Wikidata Workshop

On Saturday, November 10, 2018, I attended the Wikidata Workshop. The event was organized by the Semantic Lab at Pratt, and the workshop was led by Megan Wacha, the Scholarly Communications Librarian at CUNY, and President of Wikimedia NYC. The purpose of the event was to learn more about Wikidata, an initiative associated with the Wikimedia Foundation, and to have an opportunity to work with Wikidata by editing and/or adding new records.

To first learn about Wikidata as an initiative, we first learned about how it relates to the Wikimedia Foundation.

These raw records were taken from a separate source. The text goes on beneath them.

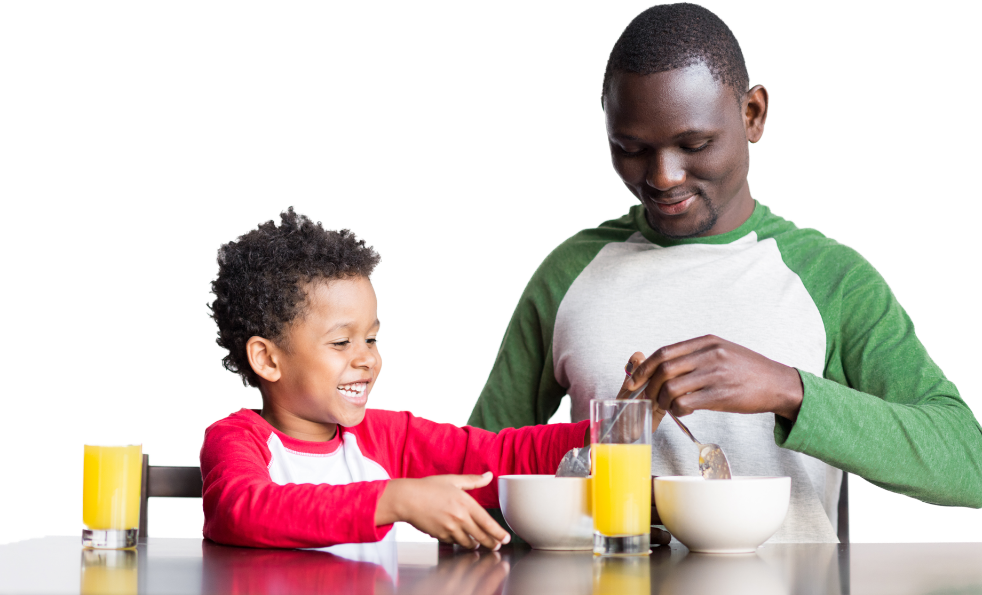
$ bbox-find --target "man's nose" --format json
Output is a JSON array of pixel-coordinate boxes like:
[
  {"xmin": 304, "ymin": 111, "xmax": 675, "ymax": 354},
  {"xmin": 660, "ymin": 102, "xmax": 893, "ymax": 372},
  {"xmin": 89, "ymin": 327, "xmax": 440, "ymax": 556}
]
[{"xmin": 646, "ymin": 151, "xmax": 686, "ymax": 191}]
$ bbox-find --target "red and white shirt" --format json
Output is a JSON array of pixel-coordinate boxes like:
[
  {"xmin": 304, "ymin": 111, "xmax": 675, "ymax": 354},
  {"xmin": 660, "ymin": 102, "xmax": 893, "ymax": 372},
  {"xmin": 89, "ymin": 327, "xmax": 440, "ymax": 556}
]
[{"xmin": 200, "ymin": 408, "xmax": 588, "ymax": 549}]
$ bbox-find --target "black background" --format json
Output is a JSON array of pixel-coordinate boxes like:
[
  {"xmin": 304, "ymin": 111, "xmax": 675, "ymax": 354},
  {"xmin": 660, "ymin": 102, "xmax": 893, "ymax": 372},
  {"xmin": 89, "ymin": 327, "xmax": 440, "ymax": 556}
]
[{"xmin": 9, "ymin": 6, "xmax": 979, "ymax": 541}]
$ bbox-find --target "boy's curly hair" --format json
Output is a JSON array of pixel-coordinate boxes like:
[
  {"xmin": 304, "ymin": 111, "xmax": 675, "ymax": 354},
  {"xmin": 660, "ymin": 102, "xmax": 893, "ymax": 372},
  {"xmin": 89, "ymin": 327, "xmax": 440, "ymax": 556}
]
[{"xmin": 210, "ymin": 207, "xmax": 381, "ymax": 387}]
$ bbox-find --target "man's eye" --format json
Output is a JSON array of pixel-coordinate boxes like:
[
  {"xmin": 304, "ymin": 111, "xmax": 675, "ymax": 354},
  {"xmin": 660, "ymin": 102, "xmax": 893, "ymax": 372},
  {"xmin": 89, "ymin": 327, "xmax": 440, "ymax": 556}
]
[
  {"xmin": 367, "ymin": 338, "xmax": 377, "ymax": 344},
  {"xmin": 331, "ymin": 341, "xmax": 350, "ymax": 347},
  {"xmin": 682, "ymin": 142, "xmax": 710, "ymax": 153},
  {"xmin": 617, "ymin": 146, "xmax": 646, "ymax": 157}
]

Before the Wikimedia Foundation, Wikipedia was established in 2001 to be a free and open online reference, which today is the 5th largest website in the world, the largest reference source on the internet, with approximately 15 billion views a month, and largely written by volunteer editors. Wikipedia is a multilingual and international website, meaning there are numerous interfaces of the Wikipedia homepage in different languages, and thus has implications for what information is spread across each language in Wikipedia. The Wikimedia Foundation was established in 2003 to field donations to maintain Wikipedia and sister wiki-based projects. It disburses funds to the different wiki-based projects which include such projects as Wikipedia, Wikimedia Commons, Wikibooks, and Wikidata. Wikidata is a free, linked database that serves as central storage for structured data across Wikimedia. And Wikimedia NYC, of which Megan is president, is separate from but affiliated with Wikimedia, and acts a bridge between Wikimedia and cultural institutions to improve records and increase access to information through Wikidata. With those relationships established, we were led through examples of why Wikidata is necessary, and how we can contribute.

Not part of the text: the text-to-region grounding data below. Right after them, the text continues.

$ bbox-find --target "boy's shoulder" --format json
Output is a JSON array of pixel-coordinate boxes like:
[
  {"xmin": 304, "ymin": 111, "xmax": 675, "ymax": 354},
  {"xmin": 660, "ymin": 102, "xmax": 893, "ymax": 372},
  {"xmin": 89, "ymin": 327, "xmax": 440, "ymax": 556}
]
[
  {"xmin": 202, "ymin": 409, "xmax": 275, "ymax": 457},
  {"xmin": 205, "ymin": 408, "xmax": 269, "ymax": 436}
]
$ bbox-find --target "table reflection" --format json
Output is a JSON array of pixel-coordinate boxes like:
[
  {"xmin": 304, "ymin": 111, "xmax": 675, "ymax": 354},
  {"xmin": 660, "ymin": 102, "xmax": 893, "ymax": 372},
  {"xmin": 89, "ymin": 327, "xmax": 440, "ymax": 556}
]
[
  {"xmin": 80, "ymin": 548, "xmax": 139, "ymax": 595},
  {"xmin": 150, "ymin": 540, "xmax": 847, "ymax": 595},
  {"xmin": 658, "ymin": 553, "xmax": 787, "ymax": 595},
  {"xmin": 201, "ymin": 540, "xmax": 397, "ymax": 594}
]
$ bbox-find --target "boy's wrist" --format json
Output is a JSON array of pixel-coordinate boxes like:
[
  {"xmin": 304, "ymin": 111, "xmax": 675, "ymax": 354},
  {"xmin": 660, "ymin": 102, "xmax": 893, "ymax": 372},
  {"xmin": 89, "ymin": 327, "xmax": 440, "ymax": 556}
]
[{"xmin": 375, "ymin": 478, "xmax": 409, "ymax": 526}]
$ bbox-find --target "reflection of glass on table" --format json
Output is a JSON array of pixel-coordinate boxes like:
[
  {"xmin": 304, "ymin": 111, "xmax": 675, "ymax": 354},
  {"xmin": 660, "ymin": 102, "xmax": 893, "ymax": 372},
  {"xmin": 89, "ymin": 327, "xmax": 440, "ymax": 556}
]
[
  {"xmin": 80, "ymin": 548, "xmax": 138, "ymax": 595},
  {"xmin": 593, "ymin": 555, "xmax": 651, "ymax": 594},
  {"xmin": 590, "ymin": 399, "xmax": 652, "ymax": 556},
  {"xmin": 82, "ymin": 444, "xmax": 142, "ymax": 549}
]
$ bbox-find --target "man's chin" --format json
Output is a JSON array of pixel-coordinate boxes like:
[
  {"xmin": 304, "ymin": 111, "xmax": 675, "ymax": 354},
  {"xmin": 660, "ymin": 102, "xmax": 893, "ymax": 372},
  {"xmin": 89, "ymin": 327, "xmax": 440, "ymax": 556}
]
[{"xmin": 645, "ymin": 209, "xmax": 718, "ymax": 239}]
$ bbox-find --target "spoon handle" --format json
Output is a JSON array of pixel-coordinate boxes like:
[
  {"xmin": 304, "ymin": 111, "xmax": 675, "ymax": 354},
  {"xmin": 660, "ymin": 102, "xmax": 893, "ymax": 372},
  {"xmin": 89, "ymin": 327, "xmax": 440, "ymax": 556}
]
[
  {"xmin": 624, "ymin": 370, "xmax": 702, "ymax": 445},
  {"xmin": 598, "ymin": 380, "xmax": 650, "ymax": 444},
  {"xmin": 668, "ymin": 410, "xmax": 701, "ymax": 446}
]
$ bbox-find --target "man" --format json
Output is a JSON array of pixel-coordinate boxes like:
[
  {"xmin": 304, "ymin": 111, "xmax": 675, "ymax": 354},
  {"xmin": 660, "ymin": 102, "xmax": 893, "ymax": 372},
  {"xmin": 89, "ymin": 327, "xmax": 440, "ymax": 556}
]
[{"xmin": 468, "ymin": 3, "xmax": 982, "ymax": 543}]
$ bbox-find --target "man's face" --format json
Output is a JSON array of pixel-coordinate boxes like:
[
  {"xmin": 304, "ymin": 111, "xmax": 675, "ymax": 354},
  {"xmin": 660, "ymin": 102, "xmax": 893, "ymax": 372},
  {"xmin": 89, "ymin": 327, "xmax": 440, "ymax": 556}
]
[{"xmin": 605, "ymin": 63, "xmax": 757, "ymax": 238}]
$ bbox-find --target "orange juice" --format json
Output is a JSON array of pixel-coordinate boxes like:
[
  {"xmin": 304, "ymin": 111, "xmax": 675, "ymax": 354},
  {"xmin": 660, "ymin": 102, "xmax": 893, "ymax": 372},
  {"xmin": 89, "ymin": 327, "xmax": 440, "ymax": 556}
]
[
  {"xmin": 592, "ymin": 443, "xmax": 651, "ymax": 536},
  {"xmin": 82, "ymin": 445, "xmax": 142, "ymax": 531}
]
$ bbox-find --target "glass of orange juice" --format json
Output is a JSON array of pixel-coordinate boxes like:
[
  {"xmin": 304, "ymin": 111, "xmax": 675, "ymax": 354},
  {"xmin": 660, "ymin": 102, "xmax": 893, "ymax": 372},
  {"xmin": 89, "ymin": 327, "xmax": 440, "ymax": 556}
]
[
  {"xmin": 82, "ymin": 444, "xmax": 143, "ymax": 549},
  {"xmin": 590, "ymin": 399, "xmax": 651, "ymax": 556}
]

A couple of the biggest issues with Wikipedia are issues of consistency and redundancy. I mentioned that Wikipedia can be read in multiple languages, but pages about the same thing across languages are not necessarily consistent. For example, say a page is written for the English Wikipedia about Gabriel Garcia Marquez, the page in Spanish Wikipedia that is written about him is different. Pages are not simply translated from other pages but often written in the language with whatever information is available in that language to the writer, and this is where Wikidata can step in to solve these issues. In Garcia Marquez’s Wikidata page, his date of birth, death, nationality and profession are entered; with the help of a bot, this information will be pulled and displayed across all the different in pages in different languages about him.

After learning about the foundations of Wikidata and how it works, our next task to edit some actual records. Collectively, we worked on editing the records for previous Lambda Literary Award winners, as Wikimedia NYC is trying to push to update the data for LGBT+ people. Something especially pertinent we discussed in relation to updating entries for LGBT+ authors was the debate surrounding linking gender identity to peoples’ pages. In the current structure of Wikidata, there is the option to enter ‘sex or gender,’ which leads to a conflation between sex and gender that is not an accurate representation of the lived experience of many people. The category is further restrictive because there are not many options available within the category, and because the way gender and sex are expressed across languages and cultures is different, there is no good translation for the categories. Some words may be more particular in English, but have no equivalent in Chinese, for example. This begs the question, should we further try to classify sex and gender in entries for Wikidata for everyone? Or not include it at all? But what if it’s important to the person’s work? And even if classification can be made to be more specific, flexible and translatable across languages, there is still the issue that, as Emily Drabinski wrote, ‘as we attempt to contain entire fields of knowledge or ways of being in accordance with universalizing systems and structures, we invariably cannot account for knowledges or ways of being that are excess to and discursively produced by those systems.’[1] Drabinski goes on to show that according to queer theory, it is not desirable to move toward an all-encompassing standardized system of knowledge organization, but rather to move toward an environment which there is a more consistent critical eye toward our organization schemes. The category of ‘sex or gender’ in Wikidata is a prime example of this, and of how material these issues of categorization can be, and thus, how important it is to consider carefully how we categorize them.

Wikidata, and linked open data in general, can be a way forward for information to be more flexibly and fluidly categorized, because it explicates relationships between information, rather than creating hierarchies of information. But it is still a knowledge organization scheme that has been unevenly applied across cultural institutions or simply ignored. The example of the category ‘sex or gender’ in Wikidata shows us it still is a necessity to be critical, and that no knowledge organization scheme is going to be finish the work of being critical of our classification systems.

-Taylor Baker, INFO 601-03

[1] Drabinski, Emily. “Queering the Catalog: Queer Theory and the Politics of Correction’ in The Library Quarterly: Information, Community, Policy, 94-111. Chicago: The University of Chicago Press, 2013.